L'exécution testamentaire 3/3, par d'autres

The_Lawyer_by_ValentinaKallias


    - Bon. Permettez que je vous fasse lecture du présent acte, reprend enfin l’exécuteur, nous économiserons nos disponibilités respectives. Je, soussigné, Maël Goudevann, trente-neuf ans, né de Madame Micheline Salpestre et de Monsieur Romuald Goudevann, vous donc, précise le notaire, nomme par la présente Maître Rougueaud, c’est moi, se désigne l’intéressé, exécuteur testamentaire, afin de garantir le respect de mes dernières volontés et la bonne disposition de mes biens.
    - Pardon ?! l’interrompt, éberlué, Maël. Mais … je n’ai jamais écrit de testament.
    - Oui, ça se sent un peu dans le style laborieux, lui rétorque le lecteur, mais laissez-moi finir, voulez-vous ?
    - Mais non, enfin ! s’indigne son client. Quand je vous dis que je n’ai jamais écrit de testament, je veux dire que je n’ai rien prévu, aucun acte légal quant à ce qu’il adviendra de moi après ma mort. Et d’autant moins maintenant que Tiaré n’est plus là.

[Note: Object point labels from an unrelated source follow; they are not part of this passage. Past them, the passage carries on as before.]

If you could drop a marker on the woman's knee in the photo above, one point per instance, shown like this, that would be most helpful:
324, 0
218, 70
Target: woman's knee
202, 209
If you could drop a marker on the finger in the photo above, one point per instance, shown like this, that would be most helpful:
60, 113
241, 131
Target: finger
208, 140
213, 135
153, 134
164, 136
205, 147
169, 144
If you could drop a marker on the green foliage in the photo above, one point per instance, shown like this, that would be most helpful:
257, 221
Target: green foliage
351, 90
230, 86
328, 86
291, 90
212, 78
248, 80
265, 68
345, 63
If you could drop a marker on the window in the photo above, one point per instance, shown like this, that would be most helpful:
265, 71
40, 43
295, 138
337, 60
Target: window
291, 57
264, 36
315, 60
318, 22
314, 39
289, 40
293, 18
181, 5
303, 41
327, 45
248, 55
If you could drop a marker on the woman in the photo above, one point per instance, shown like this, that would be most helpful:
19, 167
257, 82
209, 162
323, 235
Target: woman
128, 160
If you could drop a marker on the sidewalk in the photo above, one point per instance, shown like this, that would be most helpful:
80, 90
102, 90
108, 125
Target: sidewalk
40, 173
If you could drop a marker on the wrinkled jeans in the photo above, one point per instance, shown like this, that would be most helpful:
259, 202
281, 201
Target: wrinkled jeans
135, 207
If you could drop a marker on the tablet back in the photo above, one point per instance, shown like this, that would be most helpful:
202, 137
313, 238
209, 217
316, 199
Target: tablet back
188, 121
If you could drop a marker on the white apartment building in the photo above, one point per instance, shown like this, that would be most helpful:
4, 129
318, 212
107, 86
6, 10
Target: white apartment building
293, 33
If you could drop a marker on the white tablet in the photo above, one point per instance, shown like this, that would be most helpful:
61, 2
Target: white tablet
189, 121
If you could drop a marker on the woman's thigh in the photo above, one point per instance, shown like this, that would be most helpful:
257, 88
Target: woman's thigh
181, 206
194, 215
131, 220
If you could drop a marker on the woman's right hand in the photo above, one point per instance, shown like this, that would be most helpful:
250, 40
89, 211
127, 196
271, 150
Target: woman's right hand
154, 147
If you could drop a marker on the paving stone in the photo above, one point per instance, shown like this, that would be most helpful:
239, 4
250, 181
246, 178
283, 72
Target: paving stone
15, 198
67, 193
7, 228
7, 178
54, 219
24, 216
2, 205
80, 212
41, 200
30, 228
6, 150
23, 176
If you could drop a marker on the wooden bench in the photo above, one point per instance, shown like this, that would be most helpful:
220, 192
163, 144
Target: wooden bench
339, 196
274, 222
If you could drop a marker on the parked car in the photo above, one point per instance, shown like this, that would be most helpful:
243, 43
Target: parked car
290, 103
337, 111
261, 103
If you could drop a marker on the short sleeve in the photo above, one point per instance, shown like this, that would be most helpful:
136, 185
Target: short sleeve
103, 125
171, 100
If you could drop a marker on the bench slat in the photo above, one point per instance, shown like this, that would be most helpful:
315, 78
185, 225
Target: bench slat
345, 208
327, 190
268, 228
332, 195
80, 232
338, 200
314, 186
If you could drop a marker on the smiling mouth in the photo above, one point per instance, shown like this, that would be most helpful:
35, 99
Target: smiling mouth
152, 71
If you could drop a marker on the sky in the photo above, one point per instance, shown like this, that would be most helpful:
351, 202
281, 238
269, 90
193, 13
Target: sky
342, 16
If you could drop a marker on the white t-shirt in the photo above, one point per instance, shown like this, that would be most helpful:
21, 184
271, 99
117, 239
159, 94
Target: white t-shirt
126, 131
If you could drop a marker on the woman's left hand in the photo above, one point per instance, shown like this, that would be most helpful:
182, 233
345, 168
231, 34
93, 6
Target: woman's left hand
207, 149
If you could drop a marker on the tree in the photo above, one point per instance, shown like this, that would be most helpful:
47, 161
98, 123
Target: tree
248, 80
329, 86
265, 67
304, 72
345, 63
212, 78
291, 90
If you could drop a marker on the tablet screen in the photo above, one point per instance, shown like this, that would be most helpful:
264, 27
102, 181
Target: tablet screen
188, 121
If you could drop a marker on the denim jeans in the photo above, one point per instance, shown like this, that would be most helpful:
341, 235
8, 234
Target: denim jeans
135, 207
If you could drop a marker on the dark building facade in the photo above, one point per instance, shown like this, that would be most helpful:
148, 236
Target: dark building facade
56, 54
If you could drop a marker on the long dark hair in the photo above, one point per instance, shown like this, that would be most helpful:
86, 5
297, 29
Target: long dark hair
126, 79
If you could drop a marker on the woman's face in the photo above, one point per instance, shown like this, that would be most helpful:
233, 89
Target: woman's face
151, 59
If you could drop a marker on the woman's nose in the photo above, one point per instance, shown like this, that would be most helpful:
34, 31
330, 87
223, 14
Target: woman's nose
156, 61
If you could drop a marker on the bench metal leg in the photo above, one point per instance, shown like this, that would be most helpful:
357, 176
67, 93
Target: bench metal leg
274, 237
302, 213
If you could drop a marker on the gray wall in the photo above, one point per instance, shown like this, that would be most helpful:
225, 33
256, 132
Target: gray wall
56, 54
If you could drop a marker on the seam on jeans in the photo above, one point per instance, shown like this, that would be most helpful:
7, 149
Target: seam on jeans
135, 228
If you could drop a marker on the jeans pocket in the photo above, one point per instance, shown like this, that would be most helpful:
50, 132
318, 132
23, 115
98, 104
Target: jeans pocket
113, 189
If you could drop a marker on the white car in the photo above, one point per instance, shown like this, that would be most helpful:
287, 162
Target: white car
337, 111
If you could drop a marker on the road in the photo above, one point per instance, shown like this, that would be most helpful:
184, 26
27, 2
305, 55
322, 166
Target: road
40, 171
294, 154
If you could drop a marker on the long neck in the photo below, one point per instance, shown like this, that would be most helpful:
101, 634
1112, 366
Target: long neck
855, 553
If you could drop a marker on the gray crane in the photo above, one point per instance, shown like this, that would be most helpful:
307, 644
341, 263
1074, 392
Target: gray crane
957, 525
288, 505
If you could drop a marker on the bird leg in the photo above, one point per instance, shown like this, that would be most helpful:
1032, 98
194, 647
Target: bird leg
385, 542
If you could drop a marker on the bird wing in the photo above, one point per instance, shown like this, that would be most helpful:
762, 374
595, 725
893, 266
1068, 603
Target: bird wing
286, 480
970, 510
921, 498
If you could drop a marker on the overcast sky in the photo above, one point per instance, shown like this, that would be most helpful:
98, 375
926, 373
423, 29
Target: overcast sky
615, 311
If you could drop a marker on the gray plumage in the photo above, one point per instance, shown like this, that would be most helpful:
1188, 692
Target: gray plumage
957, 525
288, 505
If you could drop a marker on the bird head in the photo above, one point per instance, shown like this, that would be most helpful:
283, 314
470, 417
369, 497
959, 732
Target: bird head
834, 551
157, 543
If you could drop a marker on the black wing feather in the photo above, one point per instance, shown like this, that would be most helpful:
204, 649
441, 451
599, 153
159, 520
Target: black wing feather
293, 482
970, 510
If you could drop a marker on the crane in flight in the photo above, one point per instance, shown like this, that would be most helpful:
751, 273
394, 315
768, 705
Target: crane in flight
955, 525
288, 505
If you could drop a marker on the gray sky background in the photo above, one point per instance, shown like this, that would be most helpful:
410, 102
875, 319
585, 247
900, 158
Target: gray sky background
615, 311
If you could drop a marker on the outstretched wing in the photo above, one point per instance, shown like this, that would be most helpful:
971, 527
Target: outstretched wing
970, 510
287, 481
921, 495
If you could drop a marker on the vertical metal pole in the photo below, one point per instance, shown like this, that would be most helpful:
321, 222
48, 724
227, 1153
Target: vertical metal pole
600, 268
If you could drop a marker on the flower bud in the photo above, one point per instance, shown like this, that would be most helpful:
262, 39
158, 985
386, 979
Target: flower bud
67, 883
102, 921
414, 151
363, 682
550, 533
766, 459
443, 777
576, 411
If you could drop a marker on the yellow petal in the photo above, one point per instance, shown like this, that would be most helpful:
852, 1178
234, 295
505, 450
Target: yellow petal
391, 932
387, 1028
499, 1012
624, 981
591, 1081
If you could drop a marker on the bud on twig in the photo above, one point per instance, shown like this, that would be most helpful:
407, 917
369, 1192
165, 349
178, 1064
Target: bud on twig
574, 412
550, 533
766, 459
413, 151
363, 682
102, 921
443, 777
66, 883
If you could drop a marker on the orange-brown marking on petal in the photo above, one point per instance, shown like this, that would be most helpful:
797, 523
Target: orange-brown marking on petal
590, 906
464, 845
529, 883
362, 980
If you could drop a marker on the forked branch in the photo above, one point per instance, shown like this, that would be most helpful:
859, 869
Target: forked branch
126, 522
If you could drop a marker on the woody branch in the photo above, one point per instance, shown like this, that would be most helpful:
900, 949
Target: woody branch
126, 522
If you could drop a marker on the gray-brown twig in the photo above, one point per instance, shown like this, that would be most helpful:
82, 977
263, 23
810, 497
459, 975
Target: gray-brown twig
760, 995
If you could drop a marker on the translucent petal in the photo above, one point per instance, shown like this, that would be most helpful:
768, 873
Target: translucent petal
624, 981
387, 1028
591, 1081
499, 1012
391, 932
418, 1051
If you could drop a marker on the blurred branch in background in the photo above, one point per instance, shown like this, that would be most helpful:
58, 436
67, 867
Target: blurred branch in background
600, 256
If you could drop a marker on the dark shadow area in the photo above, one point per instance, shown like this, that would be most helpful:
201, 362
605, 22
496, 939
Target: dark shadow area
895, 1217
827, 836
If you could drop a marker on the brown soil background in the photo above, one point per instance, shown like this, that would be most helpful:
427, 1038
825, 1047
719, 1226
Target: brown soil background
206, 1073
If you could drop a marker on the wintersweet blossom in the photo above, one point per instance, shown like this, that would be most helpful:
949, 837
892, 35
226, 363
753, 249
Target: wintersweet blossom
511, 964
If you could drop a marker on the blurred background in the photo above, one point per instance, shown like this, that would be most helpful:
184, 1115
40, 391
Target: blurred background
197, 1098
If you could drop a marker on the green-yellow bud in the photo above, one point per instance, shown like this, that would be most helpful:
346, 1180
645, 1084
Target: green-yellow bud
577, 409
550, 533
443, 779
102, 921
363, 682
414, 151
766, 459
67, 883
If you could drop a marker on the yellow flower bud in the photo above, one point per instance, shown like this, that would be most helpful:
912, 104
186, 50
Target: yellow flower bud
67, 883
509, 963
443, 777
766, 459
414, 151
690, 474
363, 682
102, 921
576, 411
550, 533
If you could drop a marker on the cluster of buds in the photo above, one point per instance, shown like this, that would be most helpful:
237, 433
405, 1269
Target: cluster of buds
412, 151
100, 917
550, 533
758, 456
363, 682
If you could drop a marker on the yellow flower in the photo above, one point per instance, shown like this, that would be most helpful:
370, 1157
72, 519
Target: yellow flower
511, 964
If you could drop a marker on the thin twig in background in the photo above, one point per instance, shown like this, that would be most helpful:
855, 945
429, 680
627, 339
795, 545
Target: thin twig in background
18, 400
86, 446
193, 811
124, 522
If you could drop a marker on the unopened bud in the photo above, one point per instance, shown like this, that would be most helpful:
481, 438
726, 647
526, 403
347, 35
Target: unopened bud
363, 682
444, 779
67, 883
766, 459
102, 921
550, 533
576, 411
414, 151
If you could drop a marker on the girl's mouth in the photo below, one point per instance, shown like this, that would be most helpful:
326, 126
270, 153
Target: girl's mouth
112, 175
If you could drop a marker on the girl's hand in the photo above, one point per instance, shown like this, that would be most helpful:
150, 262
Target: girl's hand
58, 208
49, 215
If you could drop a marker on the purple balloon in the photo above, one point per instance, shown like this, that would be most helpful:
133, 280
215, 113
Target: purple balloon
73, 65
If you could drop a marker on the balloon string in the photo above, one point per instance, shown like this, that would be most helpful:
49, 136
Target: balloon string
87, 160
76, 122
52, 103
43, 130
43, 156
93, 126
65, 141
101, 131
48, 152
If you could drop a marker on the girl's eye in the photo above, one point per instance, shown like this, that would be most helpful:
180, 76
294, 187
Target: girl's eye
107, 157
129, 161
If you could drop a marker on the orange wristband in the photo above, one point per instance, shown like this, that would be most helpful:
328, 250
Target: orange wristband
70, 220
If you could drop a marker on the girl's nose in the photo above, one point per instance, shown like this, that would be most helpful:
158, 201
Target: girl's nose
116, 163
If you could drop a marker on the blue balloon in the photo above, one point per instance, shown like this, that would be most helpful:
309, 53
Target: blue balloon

    Une subtile panique entreprend de tracer son chemin dans les synapses de Maël. Non, en effet, il n’a jamais écrit de testament, c’est le genre de chose dont on se souvient ; non, il n’a encore jamais eu à faire à cet inquiétant notaire ; et dans tous les cas, c’est bien la dernière personne qu’il aurait désigné pour être son exécuteur testamentaire. Le malaise qu’il ressent depuis son arrivée a pris la tournure de l’angoisse ressentie dans un rêve dont on ne parvient à s’extraire.

    - Approchez. Là, lui montre l’officier ministériel, la signature. C’est la vôtre ?
    - Je … oui … en effet, doit admettre l’ancien fiancé, mais on aura pu imiter ma signature, objecte-t-il tout de même.
    - Sachez jeune homme que nos actes sont authentifiés, expertisés et garantis inviolables par les procédés les plus pointus qui soient. Peut-être que chez un autre on aurait pu falsifier votre paraphe, mais ici c’est impossible.
    - Impossible ?
    - Impossible.
    - Je …

    A nouveau, cette sale impression d’être pris au piège d’un méchant rêve, impression accrue par la couleur rouille de la signature, la sienne, sans aucun doute, tellement alambiquée, tellement torturée. Le plus effrayant reste pourtant l’extraordinaire clarté de ce qu’il voudrait être un cauchemar, trop précis, trop net pour un songe.

    - Je continue, donc, conclut le notaire.
    - Je … faites, concède finalement Maël, en désespoir de cause.
    - Je, gnagnagna, nomme, gnagnagna, point. Donc. Ainsi, déclare vouloir être enterré aux côté de la seule femme que j’ai jamais aimé, Tiaré Tepoha’ari, afin que dans la mort nous puissions nous unir, faute de l’avoir pu dans la vie. Mignon, commente l’homme terne. Par ailleurs, dans la mesure où mon corps ou mon esprit se défendraient de ce traitement, j’autorise le susnommé Maître Rougueaud à tout mettre en œuvre pour appliquer cette volonté.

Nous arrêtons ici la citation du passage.